Ultimately, the jury accepted Crane’s testimony and the defence’s arguments. They found her not guilty and acquitted her of all charges.
The intense media scrutiny of the case continued for years afterwards. Both Turner and Crane were followed by paparazzi and reporters wherever they went. The case became a symbol of Hollywood excess and the dark underbelly of the entertainment industry. It also had a devastating impact on the public perception of Turner’s career and personal life. Her reputation was tarnished, and she struggled to find work in Hollywood. She attempted to distance herself from the scandal by marrying businessman Fred May, but the marriage was short-lived. Turner later married and divorced several more times, but her career never fully recovered. She continued to act, but her roles were often limited to B-movies and television shows.
Cheryl Crane’s involvement in the scandal also had a lasting impact on her life. Just 14 at the time, she later struggled with alcoholism and addiction and had a tumultuous relationship with her mother. However, the two eventually reconciled, and Crane became an advocate for LGBT rights. She wrote a memoir about her life – Detour: A Hollywood Story – which details the Stompanato scandal.
Lana Turner and Cheryl Crane leaving a Los Angeles police station
The legacy of the events goes beyond the lives of those involved. It was a pivotal moment in Hollywood history, marking a turning point in the media’s relationship with celebrities. From then on, paparazzi and tabloids would become increasingly aggressive in their coverage of and intrusion into stars’ personal lives.
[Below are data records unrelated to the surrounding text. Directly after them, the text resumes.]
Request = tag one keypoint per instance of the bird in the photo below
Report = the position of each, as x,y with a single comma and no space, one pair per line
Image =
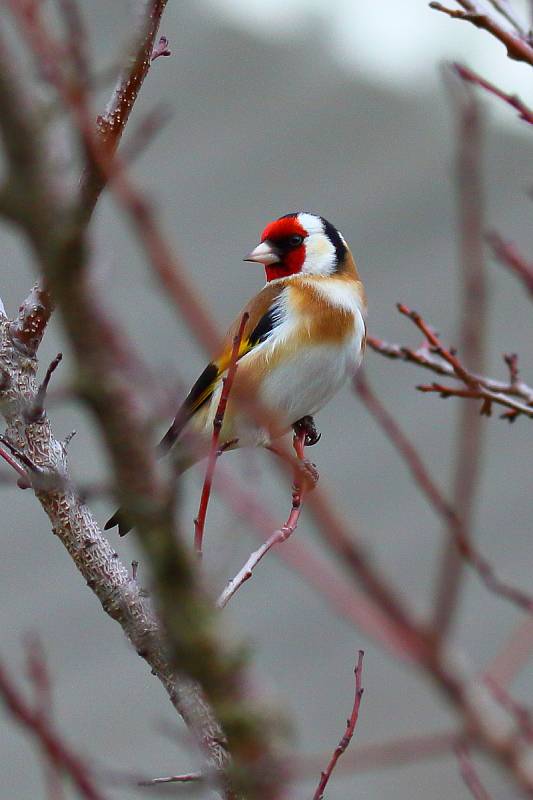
304,334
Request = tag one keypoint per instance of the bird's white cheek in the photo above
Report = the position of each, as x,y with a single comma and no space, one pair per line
319,256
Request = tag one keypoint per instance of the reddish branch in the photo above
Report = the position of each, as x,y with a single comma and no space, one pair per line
518,48
472,335
227,383
275,538
348,734
469,773
512,100
454,521
36,412
37,309
434,356
56,750
509,255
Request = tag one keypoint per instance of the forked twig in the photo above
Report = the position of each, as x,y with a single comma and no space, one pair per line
275,538
469,773
349,732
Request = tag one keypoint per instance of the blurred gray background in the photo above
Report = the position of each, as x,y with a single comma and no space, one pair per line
335,107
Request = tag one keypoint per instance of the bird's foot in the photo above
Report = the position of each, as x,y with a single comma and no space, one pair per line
307,426
306,476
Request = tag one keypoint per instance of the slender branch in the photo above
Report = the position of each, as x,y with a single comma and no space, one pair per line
348,734
279,536
469,773
512,100
434,356
508,254
504,8
188,777
517,48
458,532
111,124
199,522
36,412
56,750
473,293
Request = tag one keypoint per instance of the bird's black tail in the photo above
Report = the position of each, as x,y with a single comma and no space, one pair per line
119,518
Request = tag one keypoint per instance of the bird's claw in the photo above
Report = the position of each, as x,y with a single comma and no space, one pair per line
307,475
307,425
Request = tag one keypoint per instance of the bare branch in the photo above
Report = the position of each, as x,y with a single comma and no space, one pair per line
508,254
458,533
277,537
469,773
56,750
36,412
473,295
517,48
348,734
512,100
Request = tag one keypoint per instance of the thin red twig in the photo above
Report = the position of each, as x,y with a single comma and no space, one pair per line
489,390
275,538
56,750
508,254
512,100
522,714
36,412
348,734
446,510
39,676
469,773
472,337
517,48
199,522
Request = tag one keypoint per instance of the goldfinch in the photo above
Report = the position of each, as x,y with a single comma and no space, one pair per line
304,335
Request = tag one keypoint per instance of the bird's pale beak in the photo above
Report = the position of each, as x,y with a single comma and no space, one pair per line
264,253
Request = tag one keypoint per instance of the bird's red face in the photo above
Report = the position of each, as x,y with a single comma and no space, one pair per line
299,243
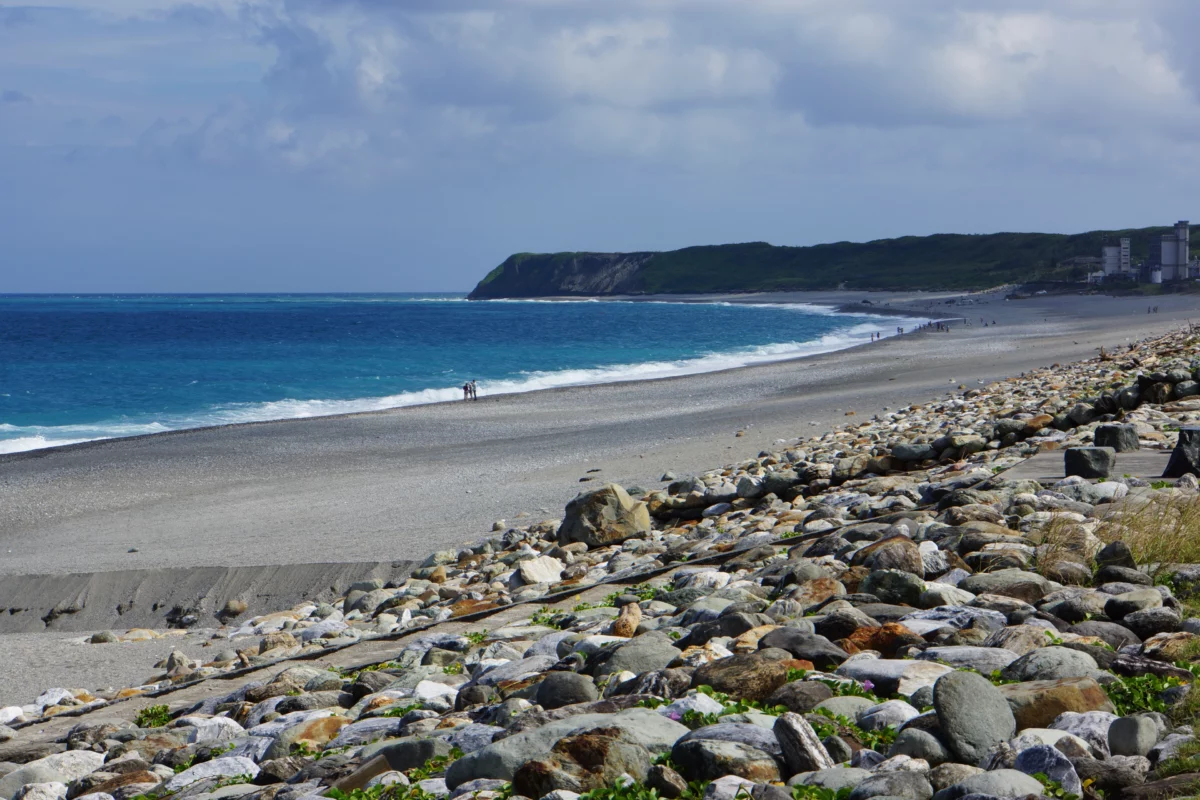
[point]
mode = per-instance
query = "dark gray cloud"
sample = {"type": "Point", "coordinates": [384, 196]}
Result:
{"type": "Point", "coordinates": [454, 131]}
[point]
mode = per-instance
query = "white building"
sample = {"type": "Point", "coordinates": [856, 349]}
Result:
{"type": "Point", "coordinates": [1115, 258]}
{"type": "Point", "coordinates": [1175, 253]}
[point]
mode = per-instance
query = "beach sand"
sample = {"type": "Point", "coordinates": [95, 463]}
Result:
{"type": "Point", "coordinates": [394, 486]}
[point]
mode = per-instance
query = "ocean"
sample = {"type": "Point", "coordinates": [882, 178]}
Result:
{"type": "Point", "coordinates": [83, 367]}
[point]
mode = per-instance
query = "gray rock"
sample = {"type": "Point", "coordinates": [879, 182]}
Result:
{"type": "Point", "coordinates": [912, 786]}
{"type": "Point", "coordinates": [891, 714]}
{"type": "Point", "coordinates": [1050, 663]}
{"type": "Point", "coordinates": [606, 516]}
{"type": "Point", "coordinates": [973, 715]}
{"type": "Point", "coordinates": [1024, 585]}
{"type": "Point", "coordinates": [1000, 783]}
{"type": "Point", "coordinates": [515, 669]}
{"type": "Point", "coordinates": [847, 705]}
{"type": "Point", "coordinates": [984, 660]}
{"type": "Point", "coordinates": [1134, 735]}
{"type": "Point", "coordinates": [59, 768]}
{"type": "Point", "coordinates": [803, 752]}
{"type": "Point", "coordinates": [1051, 763]}
{"type": "Point", "coordinates": [893, 675]}
{"type": "Point", "coordinates": [893, 587]}
{"type": "Point", "coordinates": [707, 759]}
{"type": "Point", "coordinates": [916, 743]}
{"type": "Point", "coordinates": [217, 768]}
{"type": "Point", "coordinates": [1186, 456]}
{"type": "Point", "coordinates": [559, 689]}
{"type": "Point", "coordinates": [645, 653]}
{"type": "Point", "coordinates": [835, 779]}
{"type": "Point", "coordinates": [1128, 602]}
{"type": "Point", "coordinates": [1090, 462]}
{"type": "Point", "coordinates": [751, 735]}
{"type": "Point", "coordinates": [1150, 621]}
{"type": "Point", "coordinates": [811, 647]}
{"type": "Point", "coordinates": [502, 758]}
{"type": "Point", "coordinates": [1090, 726]}
{"type": "Point", "coordinates": [1121, 438]}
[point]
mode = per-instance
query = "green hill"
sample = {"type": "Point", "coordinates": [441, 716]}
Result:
{"type": "Point", "coordinates": [937, 262]}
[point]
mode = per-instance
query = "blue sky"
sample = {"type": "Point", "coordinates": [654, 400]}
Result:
{"type": "Point", "coordinates": [313, 145]}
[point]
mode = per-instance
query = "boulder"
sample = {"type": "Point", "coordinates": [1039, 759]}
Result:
{"type": "Point", "coordinates": [750, 677]}
{"type": "Point", "coordinates": [973, 715]}
{"type": "Point", "coordinates": [803, 751]}
{"type": "Point", "coordinates": [1090, 462]}
{"type": "Point", "coordinates": [501, 759]}
{"type": "Point", "coordinates": [559, 689]}
{"type": "Point", "coordinates": [606, 516]}
{"type": "Point", "coordinates": [1038, 703]}
{"type": "Point", "coordinates": [1050, 663]}
{"type": "Point", "coordinates": [1133, 735]}
{"type": "Point", "coordinates": [1121, 438]}
{"type": "Point", "coordinates": [1050, 762]}
{"type": "Point", "coordinates": [999, 783]}
{"type": "Point", "coordinates": [1186, 456]}
{"type": "Point", "coordinates": [58, 768]}
{"type": "Point", "coordinates": [893, 675]}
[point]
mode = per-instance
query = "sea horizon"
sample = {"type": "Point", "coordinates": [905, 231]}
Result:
{"type": "Point", "coordinates": [79, 367]}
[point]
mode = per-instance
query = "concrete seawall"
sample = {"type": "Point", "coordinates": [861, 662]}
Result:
{"type": "Point", "coordinates": [159, 599]}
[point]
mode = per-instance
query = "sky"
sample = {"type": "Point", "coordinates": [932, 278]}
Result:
{"type": "Point", "coordinates": [391, 145]}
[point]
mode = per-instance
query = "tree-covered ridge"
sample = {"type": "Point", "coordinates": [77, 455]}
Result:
{"type": "Point", "coordinates": [937, 262]}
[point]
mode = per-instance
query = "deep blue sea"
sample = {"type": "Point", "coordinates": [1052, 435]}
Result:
{"type": "Point", "coordinates": [79, 367]}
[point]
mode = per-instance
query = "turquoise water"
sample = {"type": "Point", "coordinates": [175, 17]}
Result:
{"type": "Point", "coordinates": [79, 367]}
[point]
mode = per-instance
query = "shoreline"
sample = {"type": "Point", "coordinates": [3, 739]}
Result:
{"type": "Point", "coordinates": [395, 485]}
{"type": "Point", "coordinates": [425, 476]}
{"type": "Point", "coordinates": [846, 308]}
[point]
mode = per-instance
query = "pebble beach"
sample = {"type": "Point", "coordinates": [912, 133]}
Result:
{"type": "Point", "coordinates": [873, 603]}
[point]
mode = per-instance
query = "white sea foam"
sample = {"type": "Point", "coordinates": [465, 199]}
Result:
{"type": "Point", "coordinates": [36, 437]}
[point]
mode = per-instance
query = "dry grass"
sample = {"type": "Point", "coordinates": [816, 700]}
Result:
{"type": "Point", "coordinates": [1161, 530]}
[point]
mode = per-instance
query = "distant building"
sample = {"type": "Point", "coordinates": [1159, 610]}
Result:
{"type": "Point", "coordinates": [1174, 252]}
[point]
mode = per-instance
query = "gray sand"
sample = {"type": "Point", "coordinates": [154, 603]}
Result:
{"type": "Point", "coordinates": [397, 485]}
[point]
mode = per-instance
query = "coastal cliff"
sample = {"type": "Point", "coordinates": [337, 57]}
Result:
{"type": "Point", "coordinates": [939, 262]}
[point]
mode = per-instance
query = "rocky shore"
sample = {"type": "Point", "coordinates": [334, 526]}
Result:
{"type": "Point", "coordinates": [879, 611]}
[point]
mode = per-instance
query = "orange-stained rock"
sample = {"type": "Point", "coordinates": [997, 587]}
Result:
{"type": "Point", "coordinates": [1036, 703]}
{"type": "Point", "coordinates": [627, 623]}
{"type": "Point", "coordinates": [888, 638]}
{"type": "Point", "coordinates": [468, 606]}
{"type": "Point", "coordinates": [748, 642]}
{"type": "Point", "coordinates": [112, 785]}
{"type": "Point", "coordinates": [817, 590]}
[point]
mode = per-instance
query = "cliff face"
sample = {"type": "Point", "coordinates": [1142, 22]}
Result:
{"type": "Point", "coordinates": [537, 275]}
{"type": "Point", "coordinates": [937, 262]}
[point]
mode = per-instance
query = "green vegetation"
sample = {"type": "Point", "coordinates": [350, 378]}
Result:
{"type": "Point", "coordinates": [633, 791]}
{"type": "Point", "coordinates": [1140, 693]}
{"type": "Point", "coordinates": [820, 793]}
{"type": "Point", "coordinates": [401, 711]}
{"type": "Point", "coordinates": [1053, 788]}
{"type": "Point", "coordinates": [436, 765]}
{"type": "Point", "coordinates": [937, 262]}
{"type": "Point", "coordinates": [154, 716]}
{"type": "Point", "coordinates": [547, 617]}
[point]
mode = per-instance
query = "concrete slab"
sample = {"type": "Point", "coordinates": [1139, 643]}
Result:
{"type": "Point", "coordinates": [1048, 467]}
The scandal also had a lasting impact on the portrayal of women in Hollywood. Turner’s testimony revealed the extent of Stompanato’s abuse, and her struggle to break from the relationship resonated with many women. The scandal brought issues of domestic violence and toxic relationships to the forefront of public consciousness. And it sparked conversations about the portrayal of women in Hollywood and society as a whole.
The story of Lana Turner, Johnny Stompanato, and Cheryl Crane can be seen as a cautionary tale. A tale of the pitfalls of fame and potential price of celebrity. It is a story of abuse, tragedy, and the life-changing consequences of one violent night. While the scandal may have forever tarnished Turner’s legacy, it arguably brought important issues to light. Conversations were sparked in Hollywood that continue to this day. The scandal serves as a reminder of the power of the media as well as the importance of standing up against abuse and violence. And, ultimately, as testament to the resilience of the human spirit.